Un projet en plusieurs temps autour de la prévention de la radicalisation

Par ISABELLE VALADE, publié le samedi 30 mars 2019 14:37 - Mis à jour le samedi 30 mars 2019 14:37
djihad.jpg

Un projet en plusieurs temps autour de la prévention de la radicalisation

https://www.afvt.org/wp-content/uploads/2019/03/2-640x480.jpg

 

Plusieurs actions ont été menées depuis le mois de janvier autour de cette  thématique préoccupante et qui peut représenter 1 danger pour nos élèves.

A l'initiative du service prévention de la mairie de l'Isle d'Abeau, 9 classes du lycée le 29 janvier ont assisté à la représentation de la pièce Djihad,  écrite par l'auteur  Ismail Saidi  qui raconte le départ de 3 Bruxellois  pour la   Syrie afin de  combattre aux côtés des autres djihadistes.

Cette odyssée tragi comique  les mènera à travers différentes villes et pays Homs, Istanbul, et leur permettra de découvrir les raisons qui les ont poussés chacun à partir,  faisant face à une réalité beaucoup moins idyllique  que prévue.

Ces 3 jeunes gens paumés qui prennent les armes cherchent du sens et sont en recherche d'identité. En bas des immeubles d'un quartier, assis sur un banc, Ben, Ismael  et Reda parlent de leur voyage imminent; ils partent en Syrie faire le Djihad; ces jeunes bruxellois désenchantés ne trouvent plus leur place dans leur société.

Ben vouait 1 passion à Elvis Presley, passion désapprouvée par son père; il finit par se tourner vers 1 Islam radical; Reda souhaitait épouser son amour d'enfance Valérie, une  non musulmane mais face à l'opposition de sa mère, il renonce; enfin Ismael lui rêvait de devenir un grand mangaka mais 1 jour l'iman de sa mosquée lui a dit que l'enfer est le sort qui attend les dessinateurs.
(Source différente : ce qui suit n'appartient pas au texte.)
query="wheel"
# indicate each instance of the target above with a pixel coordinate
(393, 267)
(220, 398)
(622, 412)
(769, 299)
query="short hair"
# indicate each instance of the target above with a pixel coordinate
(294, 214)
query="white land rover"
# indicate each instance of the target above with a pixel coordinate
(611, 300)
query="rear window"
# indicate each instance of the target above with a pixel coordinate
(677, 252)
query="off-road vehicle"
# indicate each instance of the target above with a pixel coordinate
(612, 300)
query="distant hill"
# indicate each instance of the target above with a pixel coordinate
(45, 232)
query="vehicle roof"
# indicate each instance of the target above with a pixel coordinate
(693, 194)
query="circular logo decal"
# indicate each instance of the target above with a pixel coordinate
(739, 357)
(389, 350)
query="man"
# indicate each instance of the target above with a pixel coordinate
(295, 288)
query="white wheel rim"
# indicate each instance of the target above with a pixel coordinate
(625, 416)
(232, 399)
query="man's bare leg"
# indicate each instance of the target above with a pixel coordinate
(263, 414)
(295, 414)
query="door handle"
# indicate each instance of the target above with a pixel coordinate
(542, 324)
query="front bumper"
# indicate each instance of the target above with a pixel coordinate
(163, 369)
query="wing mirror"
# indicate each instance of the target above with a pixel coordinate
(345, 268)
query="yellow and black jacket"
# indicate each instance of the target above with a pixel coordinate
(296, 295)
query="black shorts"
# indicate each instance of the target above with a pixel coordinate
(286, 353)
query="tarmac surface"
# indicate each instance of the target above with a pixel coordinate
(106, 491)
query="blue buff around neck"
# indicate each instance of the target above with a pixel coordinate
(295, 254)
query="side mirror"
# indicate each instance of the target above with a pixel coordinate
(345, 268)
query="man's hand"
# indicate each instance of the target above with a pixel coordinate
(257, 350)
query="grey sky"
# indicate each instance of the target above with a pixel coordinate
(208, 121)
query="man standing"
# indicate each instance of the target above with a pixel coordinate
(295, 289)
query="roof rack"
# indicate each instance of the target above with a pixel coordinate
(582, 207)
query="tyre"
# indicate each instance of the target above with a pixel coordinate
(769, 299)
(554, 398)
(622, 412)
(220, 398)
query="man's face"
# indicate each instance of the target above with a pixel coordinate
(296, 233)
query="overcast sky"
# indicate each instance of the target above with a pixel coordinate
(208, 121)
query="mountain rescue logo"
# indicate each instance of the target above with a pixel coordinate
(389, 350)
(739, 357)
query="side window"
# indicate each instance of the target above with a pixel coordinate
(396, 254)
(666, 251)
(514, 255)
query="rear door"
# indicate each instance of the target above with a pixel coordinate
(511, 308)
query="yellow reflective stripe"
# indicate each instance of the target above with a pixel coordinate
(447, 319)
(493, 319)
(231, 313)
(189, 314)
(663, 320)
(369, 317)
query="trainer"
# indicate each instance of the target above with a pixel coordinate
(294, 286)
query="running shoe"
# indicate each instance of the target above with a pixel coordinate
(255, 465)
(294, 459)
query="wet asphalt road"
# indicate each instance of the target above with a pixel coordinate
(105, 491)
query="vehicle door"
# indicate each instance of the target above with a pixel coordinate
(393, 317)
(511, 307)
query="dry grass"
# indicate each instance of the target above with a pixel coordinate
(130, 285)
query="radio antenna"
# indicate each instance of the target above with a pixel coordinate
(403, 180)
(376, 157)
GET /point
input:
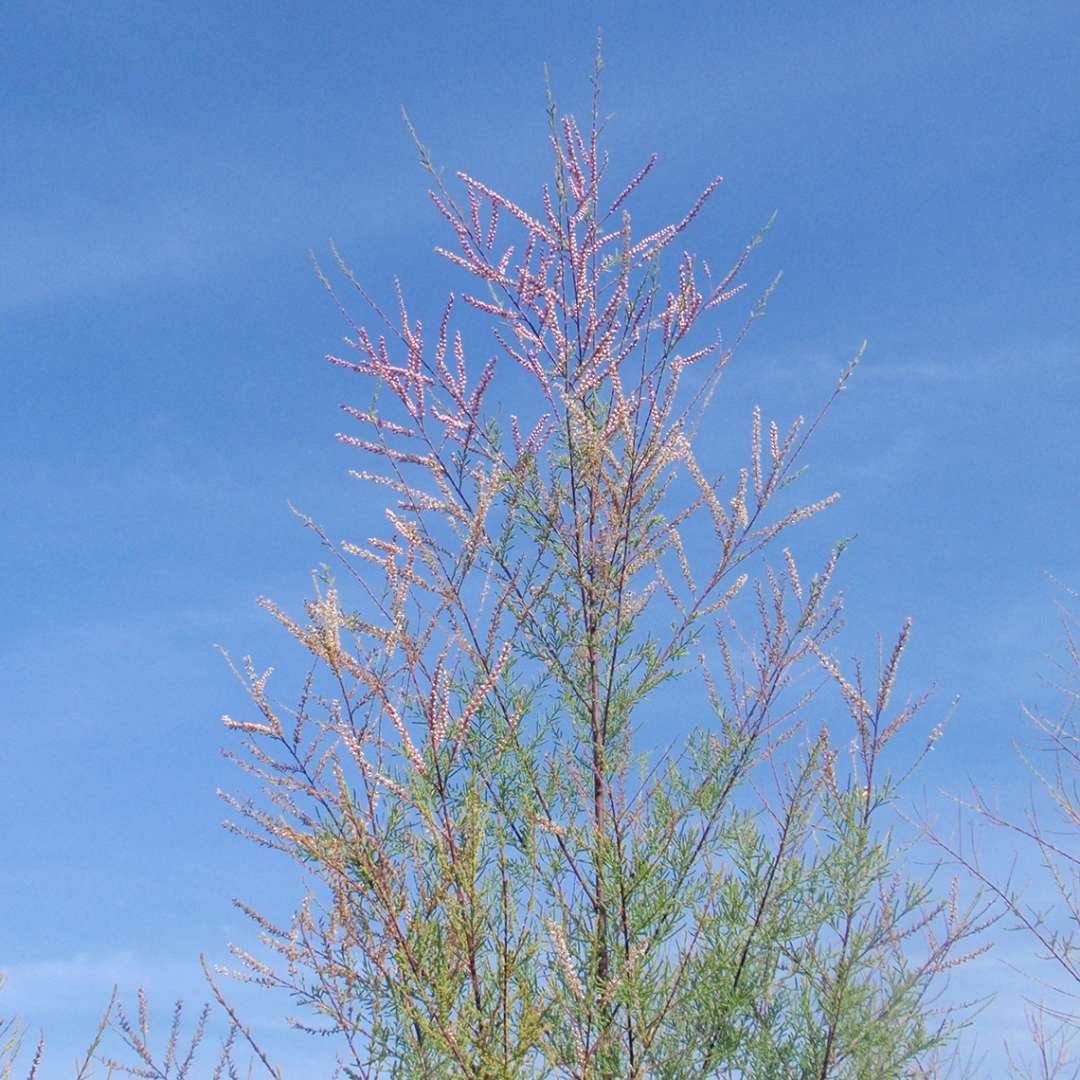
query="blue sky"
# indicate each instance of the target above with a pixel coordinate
(166, 170)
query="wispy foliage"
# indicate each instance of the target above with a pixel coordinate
(520, 865)
(510, 882)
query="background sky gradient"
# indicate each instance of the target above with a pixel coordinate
(167, 167)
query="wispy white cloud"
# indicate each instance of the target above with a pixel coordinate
(169, 207)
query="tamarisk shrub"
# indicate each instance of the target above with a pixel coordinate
(507, 881)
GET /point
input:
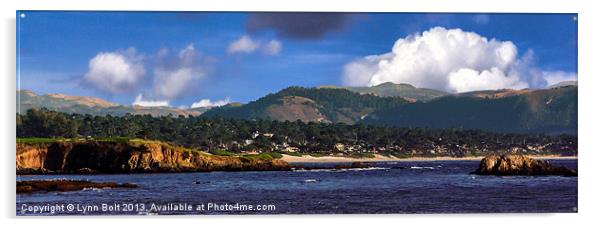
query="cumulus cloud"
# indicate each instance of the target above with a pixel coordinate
(243, 45)
(209, 103)
(140, 101)
(446, 59)
(175, 74)
(115, 72)
(302, 26)
(247, 45)
(273, 47)
(555, 77)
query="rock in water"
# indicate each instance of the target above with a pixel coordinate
(65, 185)
(504, 165)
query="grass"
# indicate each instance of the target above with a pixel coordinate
(221, 152)
(254, 157)
(35, 140)
(362, 155)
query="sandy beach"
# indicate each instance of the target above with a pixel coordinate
(380, 158)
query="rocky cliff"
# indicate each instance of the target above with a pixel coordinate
(502, 165)
(128, 157)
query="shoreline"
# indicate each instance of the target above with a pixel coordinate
(381, 158)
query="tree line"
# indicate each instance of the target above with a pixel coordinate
(267, 135)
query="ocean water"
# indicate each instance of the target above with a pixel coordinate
(388, 187)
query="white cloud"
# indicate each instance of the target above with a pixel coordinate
(446, 59)
(555, 77)
(465, 80)
(209, 103)
(243, 45)
(175, 74)
(273, 47)
(247, 45)
(115, 72)
(140, 101)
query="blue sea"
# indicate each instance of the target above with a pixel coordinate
(387, 187)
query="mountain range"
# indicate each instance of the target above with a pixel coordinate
(90, 105)
(549, 110)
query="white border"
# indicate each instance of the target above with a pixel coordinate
(589, 110)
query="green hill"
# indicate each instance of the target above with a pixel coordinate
(309, 104)
(389, 89)
(91, 105)
(552, 110)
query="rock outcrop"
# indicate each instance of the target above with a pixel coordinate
(503, 165)
(128, 157)
(65, 185)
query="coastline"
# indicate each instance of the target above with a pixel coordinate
(381, 158)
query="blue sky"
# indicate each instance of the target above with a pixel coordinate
(56, 51)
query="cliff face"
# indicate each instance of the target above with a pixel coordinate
(124, 157)
(520, 165)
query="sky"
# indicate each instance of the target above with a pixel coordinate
(198, 59)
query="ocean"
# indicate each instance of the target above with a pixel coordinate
(387, 187)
Lui aussi, ne sachant rien faire d'autre se tourne vers une foi exacerbée. Une fois sur place, les contours de leur foi deviennent plus  flous et ils ne savent plus qui est  leur réel ennemi et  se rendent compte que leur pays est bien la Belgique, malgré ses imperfections.

Pour l'auteur,   ces 3 jeunes  nés comme lui dans un pays qui ne devait pas être le leur au départ, trouvent sur internet un Islam fast food qui va les mener au devant de grandes difficultés, de grandes souffrances et de réelles réflexions sur leur pratique de la religion. De ces 3 jeunes l'auteur dit qu'il aurait pu être comme eux, lui même ayant été en quête de sens , victime d'un vertige identitaire. Il a écrit cette pièce car il a vu des listes de noms circuler pour partir combattre en Afghanistan et il s'est demandé s'il aurait pu en faire partie. Il étudie les textes religieux,  le Coran et se rend compte  que tout ce qu'on lui a raconté n'y est pas.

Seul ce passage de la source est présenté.